Y el nihilismo burdo y global de las élites empresariales y financieras para quienes no existen ciudadanos que desean reconocer sus ciudades sin miedo, ni patrias que han de defenderse con fronteras, ni un pasado que nos hace grandes ni un espíritu y unas ideas que nos han forjado como somos sino solo consumidores apátridas e intercambiables cuyas vidas únicamente valen lo que valen sus datos, sus tarjetas de crédito y su capacidad para pagar impuestos.

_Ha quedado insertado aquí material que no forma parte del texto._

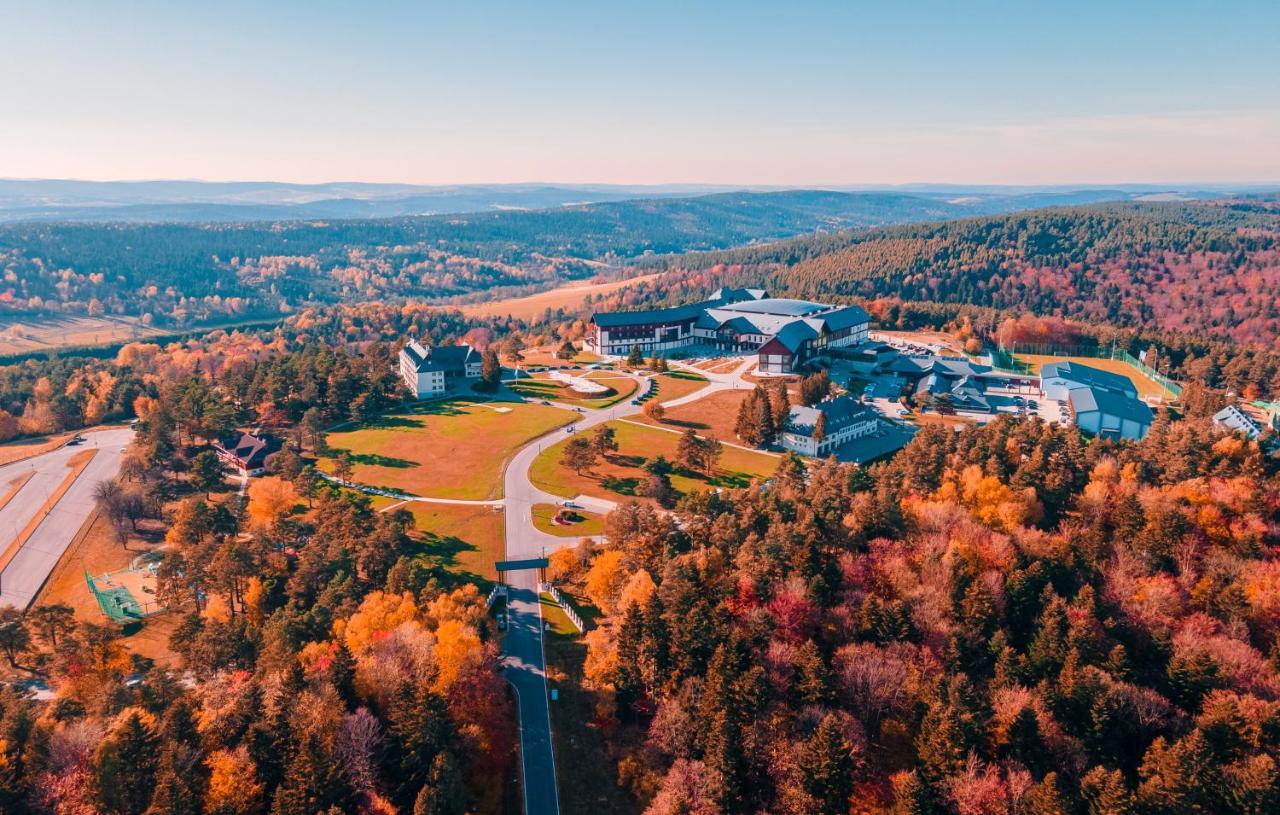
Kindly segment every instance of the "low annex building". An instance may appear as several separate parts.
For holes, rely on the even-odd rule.
[[[763,289],[720,289],[701,303],[675,308],[596,312],[584,344],[606,356],[693,345],[726,353],[754,351],[761,372],[783,374],[828,349],[865,342],[869,328],[870,318],[859,306],[774,298]]]
[[[869,436],[880,427],[879,415],[849,394],[818,404],[792,405],[778,443],[805,456],[826,456],[853,439]]]
[[[1138,389],[1127,376],[1078,362],[1043,366],[1040,390],[1048,399],[1069,404],[1076,425],[1099,436],[1138,441],[1154,421],[1151,408],[1138,398]]]
[[[400,349],[400,378],[419,399],[440,396],[450,380],[478,379],[480,352],[470,345],[431,347],[410,338]]]
[[[241,433],[215,442],[213,450],[222,463],[241,476],[262,475],[267,471],[267,456],[280,445],[265,435]]]

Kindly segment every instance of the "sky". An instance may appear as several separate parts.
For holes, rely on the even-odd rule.
[[[1280,3],[0,0],[0,177],[1280,182]]]

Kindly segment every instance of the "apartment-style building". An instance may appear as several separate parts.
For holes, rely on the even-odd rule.
[[[400,350],[400,378],[418,399],[440,396],[453,381],[480,377],[480,352],[470,345],[428,346],[410,338]]]

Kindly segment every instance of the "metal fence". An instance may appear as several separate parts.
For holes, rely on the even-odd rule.
[[[1011,371],[1014,373],[1029,373],[1030,366],[1024,362],[1019,362],[1017,360],[1018,354],[1031,354],[1042,357],[1090,357],[1093,359],[1119,360],[1132,367],[1147,379],[1150,379],[1152,382],[1155,382],[1157,385],[1164,388],[1173,396],[1174,399],[1178,399],[1182,396],[1181,385],[1119,346],[1100,348],[1096,345],[1061,346],[1045,343],[1019,342],[1013,343],[1011,347],[1006,348],[1001,344],[991,352],[992,365],[1000,370]]]
[[[542,583],[538,586],[538,590],[556,601],[556,605],[564,610],[564,616],[569,618],[569,622],[573,623],[573,627],[578,629],[579,634],[587,630],[587,626],[582,622],[582,617],[578,616],[578,612],[573,610],[573,607],[564,599],[564,595],[560,593],[559,589],[550,583]]]

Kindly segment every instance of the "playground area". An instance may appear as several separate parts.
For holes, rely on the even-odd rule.
[[[128,623],[163,611],[156,601],[156,562],[145,555],[129,568],[94,576],[86,569],[85,583],[102,613],[114,623]]]

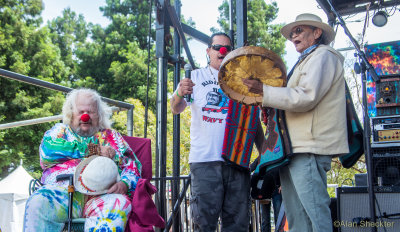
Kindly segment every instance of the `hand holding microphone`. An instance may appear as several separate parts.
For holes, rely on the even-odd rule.
[[[184,69],[185,69],[185,79],[183,79],[181,81],[181,88],[182,88],[182,90],[187,90],[183,94],[185,95],[186,101],[190,102],[191,101],[191,94],[192,94],[193,86],[194,86],[193,82],[190,80],[191,72],[192,72],[192,66],[190,64],[185,64]]]

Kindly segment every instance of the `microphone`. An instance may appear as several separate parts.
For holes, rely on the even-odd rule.
[[[186,78],[191,78],[191,71],[192,71],[192,66],[190,64],[185,64],[185,66],[183,67],[185,69],[185,77]],[[185,99],[187,102],[191,101],[191,95],[187,94],[185,95]]]

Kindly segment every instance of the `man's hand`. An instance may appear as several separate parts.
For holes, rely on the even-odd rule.
[[[181,80],[181,82],[179,84],[180,84],[179,89],[178,89],[179,96],[183,97],[184,95],[193,93],[193,86],[195,86],[195,84],[193,83],[193,81],[191,79],[184,78]]]
[[[107,191],[107,194],[118,193],[118,194],[126,194],[128,192],[128,186],[122,181],[115,183],[111,188]]]
[[[102,146],[100,144],[100,155],[114,160],[115,150],[109,146]]]
[[[243,79],[243,84],[249,88],[249,92],[264,95],[263,84],[257,79]]]
[[[189,78],[182,79],[179,83],[179,89],[177,94],[174,94],[171,98],[171,111],[173,114],[180,114],[185,110],[187,104],[183,100],[183,96],[193,93],[193,81]]]

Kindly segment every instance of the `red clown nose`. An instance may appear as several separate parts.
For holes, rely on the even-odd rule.
[[[89,121],[89,119],[90,119],[90,116],[88,114],[82,114],[82,116],[81,116],[82,122],[87,122],[87,121]]]
[[[219,53],[221,53],[221,55],[225,55],[226,53],[228,53],[228,49],[226,49],[226,47],[221,47],[219,49]]]

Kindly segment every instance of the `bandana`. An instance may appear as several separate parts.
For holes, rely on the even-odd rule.
[[[299,59],[297,60],[297,62],[293,65],[292,69],[290,70],[289,74],[287,75],[287,80],[289,81],[289,78],[292,76],[294,68],[296,68],[298,63],[301,63],[301,61],[303,61],[308,55],[310,55],[318,46],[320,45],[320,43],[314,44],[310,47],[308,47],[306,50],[304,50],[300,56]]]

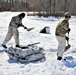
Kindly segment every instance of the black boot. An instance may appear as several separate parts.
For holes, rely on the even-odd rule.
[[[2,44],[2,46],[3,46],[4,48],[7,48],[7,46],[6,46],[6,45],[3,45],[3,44]]]
[[[19,48],[21,48],[19,45],[16,45],[16,47],[19,47]]]
[[[61,59],[62,59],[62,57],[58,57],[58,58],[57,58],[57,60],[61,60]]]

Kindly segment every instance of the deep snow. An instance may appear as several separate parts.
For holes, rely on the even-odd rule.
[[[62,18],[26,16],[23,19],[23,24],[28,28],[35,27],[35,29],[28,32],[20,27],[20,44],[27,45],[40,41],[38,46],[45,49],[46,60],[41,62],[21,63],[9,59],[5,49],[1,46],[7,34],[11,17],[19,13],[20,12],[0,12],[0,75],[76,75],[76,18],[73,16],[70,19],[71,48],[64,53],[64,57],[67,58],[67,61],[58,61],[56,60],[58,42],[54,33],[57,23]],[[50,27],[50,34],[39,33],[45,26]],[[10,47],[14,45],[15,42],[12,38],[7,43],[7,46]]]

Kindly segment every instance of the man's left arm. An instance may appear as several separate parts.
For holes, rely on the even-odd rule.
[[[65,21],[62,23],[62,28],[64,29],[65,33],[70,32],[69,23],[66,23]]]
[[[27,27],[26,26],[24,26],[22,23],[21,23],[21,25],[20,25],[21,27],[23,27],[24,29],[27,29]]]

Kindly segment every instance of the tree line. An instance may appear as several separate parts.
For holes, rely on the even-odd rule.
[[[0,0],[0,11],[38,11],[49,14],[62,14],[66,11],[76,15],[76,0]]]
[[[39,0],[35,4],[35,9],[39,11],[46,11],[50,14],[63,14],[70,12],[76,15],[76,0]]]
[[[22,11],[26,8],[26,0],[0,0],[0,11]]]

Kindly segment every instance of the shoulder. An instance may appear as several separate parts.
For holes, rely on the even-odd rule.
[[[19,16],[13,16],[12,18],[19,18]]]
[[[19,16],[14,16],[14,17],[12,17],[12,19],[18,20]]]
[[[13,16],[13,17],[12,17],[12,19],[15,19],[15,18],[16,18],[16,16]]]
[[[62,23],[68,23],[68,21],[64,19],[64,20],[62,20]]]

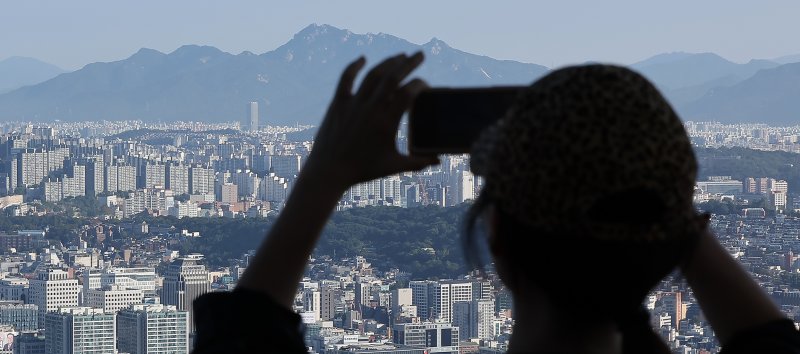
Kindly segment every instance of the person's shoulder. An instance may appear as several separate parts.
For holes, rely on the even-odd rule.
[[[300,316],[266,294],[239,289],[194,302],[194,353],[306,353]]]
[[[736,333],[720,353],[800,354],[800,331],[790,319],[771,321]]]

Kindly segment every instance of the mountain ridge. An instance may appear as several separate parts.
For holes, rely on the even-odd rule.
[[[0,60],[0,94],[47,81],[64,72],[64,69],[36,58],[5,58]]]
[[[264,124],[317,125],[339,73],[350,61],[365,56],[368,65],[374,65],[398,52],[418,50],[425,53],[426,60],[413,75],[432,86],[526,85],[549,71],[537,64],[461,51],[436,37],[415,44],[386,33],[358,34],[311,24],[284,44],[260,54],[183,45],[169,53],[141,48],[121,60],[87,64],[77,71],[0,94],[0,120],[242,121],[247,116],[247,103],[256,101]],[[784,101],[797,97],[773,91],[781,87],[794,92],[794,86],[769,75],[769,70],[786,65],[790,64],[758,59],[734,63],[714,53],[672,52],[630,67],[653,81],[687,120],[725,121],[729,115],[741,120],[747,119],[741,117],[747,112],[751,119],[769,122],[778,117],[773,121],[785,122],[786,110],[793,106]],[[794,70],[789,68],[786,75],[793,78]],[[751,80],[759,75],[767,78]],[[748,85],[757,85],[760,91],[737,88]],[[761,100],[775,98],[777,106],[754,102],[757,111],[731,112],[725,105],[733,98],[726,97],[734,97],[736,92],[764,96]],[[777,107],[783,107],[783,112],[771,112]]]
[[[416,75],[432,85],[527,84],[547,68],[498,61],[440,40],[414,44],[389,34],[356,34],[310,25],[278,48],[231,54],[185,45],[170,53],[142,48],[128,58],[87,64],[47,83],[0,95],[3,120],[234,121],[259,102],[268,124],[318,124],[341,70],[358,56],[374,64],[423,50]]]

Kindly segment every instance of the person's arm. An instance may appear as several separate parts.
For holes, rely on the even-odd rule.
[[[359,182],[438,162],[401,155],[395,146],[400,118],[427,86],[418,79],[401,83],[422,59],[422,53],[386,59],[355,94],[353,81],[365,60],[345,69],[297,184],[237,288],[264,293],[291,309],[308,258],[342,194]]]
[[[710,230],[681,267],[720,342],[735,334],[785,319],[772,300]]]

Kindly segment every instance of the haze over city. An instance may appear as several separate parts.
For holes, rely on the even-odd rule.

Sí, tras las elecciones de ayer, Donald Trump ha dejado de ser la anécdota desagradable que muchos deseaban que fuera para convertirse en un estandarte, en una bandera y en un símbolo: el gran comandante espiritual de quienes defienden un puñado de certezas básicas e inamovibles: que los valores sobre los que se levantó nuestra civilización occidental son superiores a cualesquiera otros que nos quieran imponer; el convencimiento de que libertad y seguridad no son caras diferentes de una misma moneda sino condiciones previas sin las que todo lo demás no existe; la reivindicación de la grandeza y de la historia de nuestras patrias; la oposición radical a que se utilice política y económicamente a la inmigración ilegal como caballo de Troya para alentar el reemplazo de las poblaciones originales y de los valores morales y espirituales de éstas; el convencimiento de que el gran proyecto civilizatorio occidental no puede ser entendido sin dos milenios de tradición cristiana; la oposición radical al totalitarismo comunista y al totalitarismo islamista y, sobre todo, la creencia firme de que América, y Occidente, deben ser grandes otra vez.